Industrial Decor for the Industrious Soul
In an interior ‘world’ full of shabby-chic trends, an industrial based style core can stand out using the simple concept of ‘less is more’. Seated in an era known for progress and breaking boundaries in science and engineering, it’s no wonder that less frill is the ‘go-to’ theme for this interior style. Who has time for crocheted lamp shades and hand-sewn toilet seat covers when you’re trying to improve upon society’s mechanical shortcomings?
As striking and bold as this design can be, it can easily swallow a small space in a gloomy mood not intended by the designer. This can be prevented by providing a light, neutral base for background such as whitewashed walls. This can be done on top of a wooden ‘planked’ wall, a brick wall, or even stucco. If a lighter color is not to be desired, keep the background neutral. Earthy colors always pair better with this type of design. Think grays, light browns, beige. To be sure, the important elements in this type of décor are the accents.
To accent with industrial type features, re-purposing is the name of the game. Galvanized pipe can be used along with additional wooden planks to create shelving systems, either high or low to the ground.
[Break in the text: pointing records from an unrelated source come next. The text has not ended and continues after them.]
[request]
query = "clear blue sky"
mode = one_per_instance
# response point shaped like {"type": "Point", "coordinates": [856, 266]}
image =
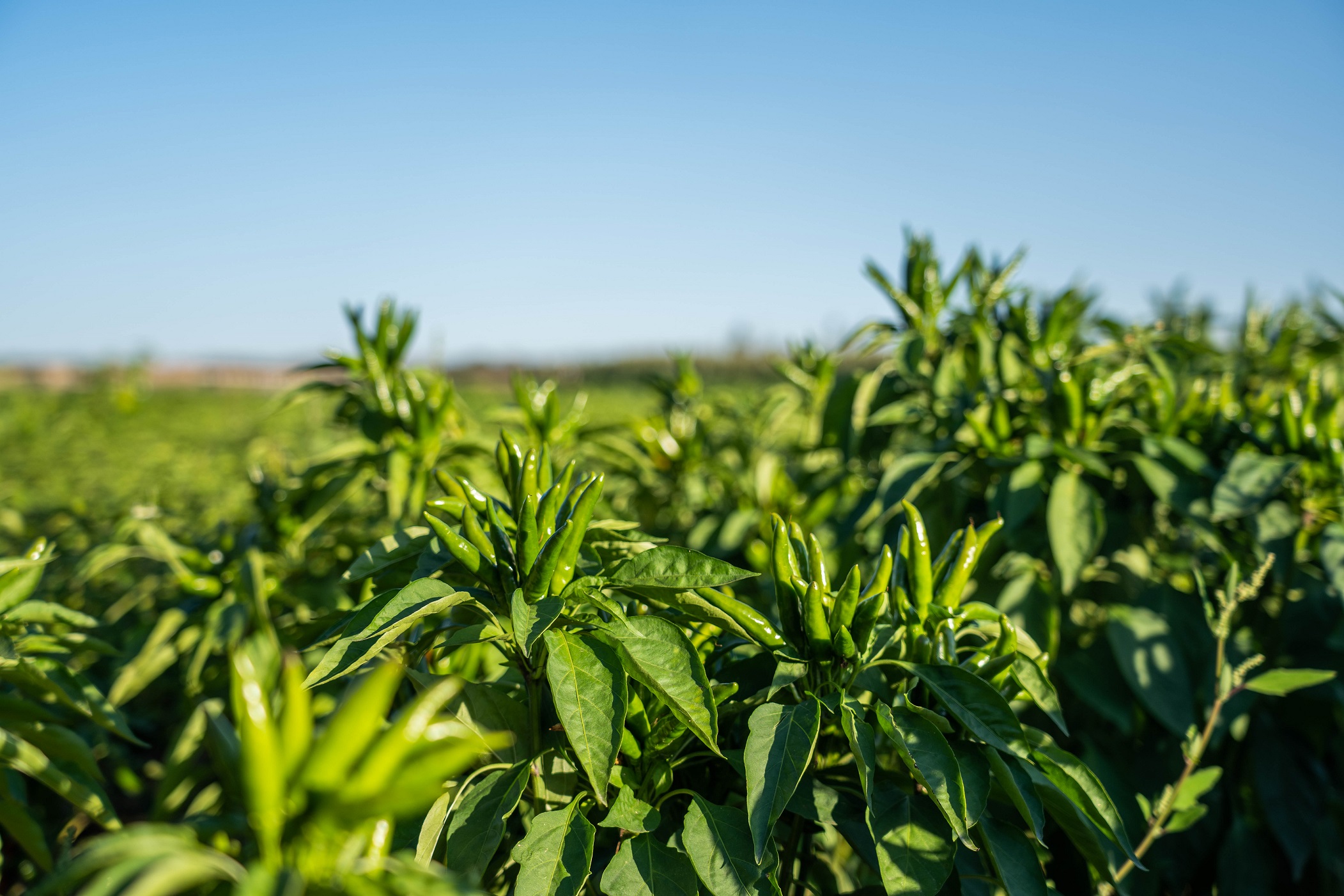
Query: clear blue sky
{"type": "Point", "coordinates": [558, 180]}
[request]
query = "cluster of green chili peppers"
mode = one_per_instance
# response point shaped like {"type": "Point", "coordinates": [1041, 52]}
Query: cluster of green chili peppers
{"type": "Point", "coordinates": [928, 598]}
{"type": "Point", "coordinates": [824, 625]}
{"type": "Point", "coordinates": [534, 543]}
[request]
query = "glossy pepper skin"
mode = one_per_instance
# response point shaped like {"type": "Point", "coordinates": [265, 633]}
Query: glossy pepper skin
{"type": "Point", "coordinates": [582, 515]}
{"type": "Point", "coordinates": [881, 575]}
{"type": "Point", "coordinates": [949, 594]}
{"type": "Point", "coordinates": [847, 599]}
{"type": "Point", "coordinates": [921, 560]}
{"type": "Point", "coordinates": [866, 620]}
{"type": "Point", "coordinates": [458, 546]}
{"type": "Point", "coordinates": [752, 622]}
{"type": "Point", "coordinates": [785, 596]}
{"type": "Point", "coordinates": [542, 574]}
{"type": "Point", "coordinates": [815, 624]}
{"type": "Point", "coordinates": [817, 563]}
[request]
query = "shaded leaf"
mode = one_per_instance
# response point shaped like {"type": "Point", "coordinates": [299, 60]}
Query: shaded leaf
{"type": "Point", "coordinates": [975, 703]}
{"type": "Point", "coordinates": [668, 566]}
{"type": "Point", "coordinates": [644, 867]}
{"type": "Point", "coordinates": [1076, 524]}
{"type": "Point", "coordinates": [386, 551]}
{"type": "Point", "coordinates": [477, 823]}
{"type": "Point", "coordinates": [778, 750]}
{"type": "Point", "coordinates": [588, 686]}
{"type": "Point", "coordinates": [557, 854]}
{"type": "Point", "coordinates": [660, 657]}
{"type": "Point", "coordinates": [1152, 665]}
{"type": "Point", "coordinates": [417, 601]}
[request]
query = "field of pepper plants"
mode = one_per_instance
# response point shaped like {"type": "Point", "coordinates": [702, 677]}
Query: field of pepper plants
{"type": "Point", "coordinates": [998, 597]}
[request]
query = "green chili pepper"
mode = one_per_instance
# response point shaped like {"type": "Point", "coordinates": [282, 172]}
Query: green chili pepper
{"type": "Point", "coordinates": [545, 469]}
{"type": "Point", "coordinates": [752, 622]}
{"type": "Point", "coordinates": [1007, 642]}
{"type": "Point", "coordinates": [944, 562]}
{"type": "Point", "coordinates": [847, 599]}
{"type": "Point", "coordinates": [461, 550]}
{"type": "Point", "coordinates": [921, 568]}
{"type": "Point", "coordinates": [946, 644]}
{"type": "Point", "coordinates": [527, 481]}
{"type": "Point", "coordinates": [815, 624]}
{"type": "Point", "coordinates": [949, 594]}
{"type": "Point", "coordinates": [506, 562]}
{"type": "Point", "coordinates": [296, 719]}
{"type": "Point", "coordinates": [881, 575]}
{"type": "Point", "coordinates": [843, 644]}
{"type": "Point", "coordinates": [526, 542]}
{"type": "Point", "coordinates": [452, 488]}
{"type": "Point", "coordinates": [923, 648]}
{"type": "Point", "coordinates": [543, 569]}
{"type": "Point", "coordinates": [474, 496]}
{"type": "Point", "coordinates": [987, 531]}
{"type": "Point", "coordinates": [581, 516]}
{"type": "Point", "coordinates": [800, 551]}
{"type": "Point", "coordinates": [785, 597]}
{"type": "Point", "coordinates": [354, 725]}
{"type": "Point", "coordinates": [635, 715]}
{"type": "Point", "coordinates": [474, 532]}
{"type": "Point", "coordinates": [503, 461]}
{"type": "Point", "coordinates": [451, 506]}
{"type": "Point", "coordinates": [989, 669]}
{"type": "Point", "coordinates": [263, 759]}
{"type": "Point", "coordinates": [866, 620]}
{"type": "Point", "coordinates": [817, 563]}
{"type": "Point", "coordinates": [546, 509]}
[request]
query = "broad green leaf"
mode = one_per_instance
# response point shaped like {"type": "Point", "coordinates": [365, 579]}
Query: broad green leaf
{"type": "Point", "coordinates": [682, 569]}
{"type": "Point", "coordinates": [1277, 683]}
{"type": "Point", "coordinates": [1085, 790]}
{"type": "Point", "coordinates": [1076, 524]}
{"type": "Point", "coordinates": [916, 847]}
{"type": "Point", "coordinates": [1196, 786]}
{"type": "Point", "coordinates": [476, 825]}
{"type": "Point", "coordinates": [718, 840]}
{"type": "Point", "coordinates": [1014, 859]}
{"type": "Point", "coordinates": [862, 747]}
{"type": "Point", "coordinates": [557, 854]}
{"type": "Point", "coordinates": [660, 657]}
{"type": "Point", "coordinates": [1034, 680]}
{"type": "Point", "coordinates": [975, 778]}
{"type": "Point", "coordinates": [644, 867]}
{"type": "Point", "coordinates": [1332, 555]}
{"type": "Point", "coordinates": [1016, 782]}
{"type": "Point", "coordinates": [417, 601]}
{"type": "Point", "coordinates": [631, 813]}
{"type": "Point", "coordinates": [1152, 665]}
{"type": "Point", "coordinates": [432, 829]}
{"type": "Point", "coordinates": [153, 659]}
{"type": "Point", "coordinates": [780, 745]}
{"type": "Point", "coordinates": [488, 708]}
{"type": "Point", "coordinates": [1082, 833]}
{"type": "Point", "coordinates": [73, 690]}
{"type": "Point", "coordinates": [929, 757]}
{"type": "Point", "coordinates": [23, 757]}
{"type": "Point", "coordinates": [1251, 480]}
{"type": "Point", "coordinates": [975, 703]}
{"type": "Point", "coordinates": [386, 551]}
{"type": "Point", "coordinates": [532, 620]}
{"type": "Point", "coordinates": [45, 612]}
{"type": "Point", "coordinates": [588, 686]}
{"type": "Point", "coordinates": [785, 674]}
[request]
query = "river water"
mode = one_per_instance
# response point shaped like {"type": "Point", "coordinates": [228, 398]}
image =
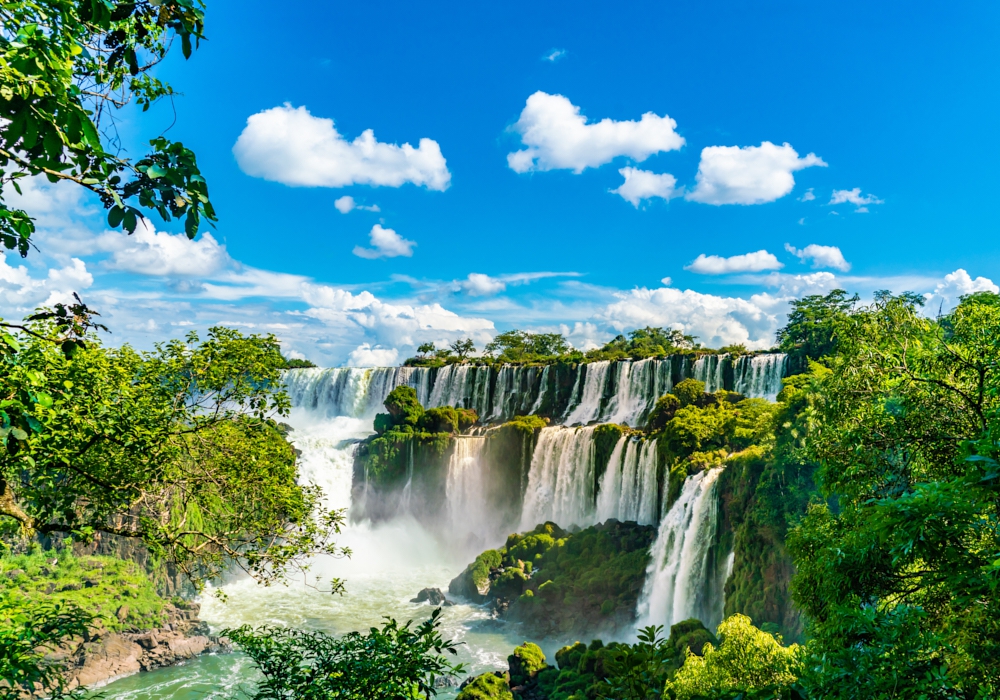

Creative lighting fixtures can be made from items that never would have been used for that purpose, such as early twentieth century birdcages or colanders. An underlying presence of mixed metals is traditionally incorporated into this type of décor and they can vary from corrugated tin to iron fixtures. Aluminum, steel, pewter… all of these finishes offer unique qualities in their design to be used in anything such as wall fixtures, accent pieces, and fans or clocks.
Another important quality in which this style is known for is its attention to functionality and the ever present fascination of ‘how does it work’? This certainly must have been a burning question in many an innovator/ inventor’s mind as they pieced together or pulled apart the object(s) of their obsession. A good example of this would be the intricate gears you can see in many industrial design themes.
Do all these hard edge materials mean the space can’t be comfortable or inviting? Certainly not! I would suggest, however, any soft materials such as rugs, pillows, or throws be kept neutral as well. If color is incorporated, I would definitely research color palettes from the early twentieth century. This can keep the space authentic and continuous.
When it comes to creative interior design, hopefully, these helpful tips will bring out the innovator in you!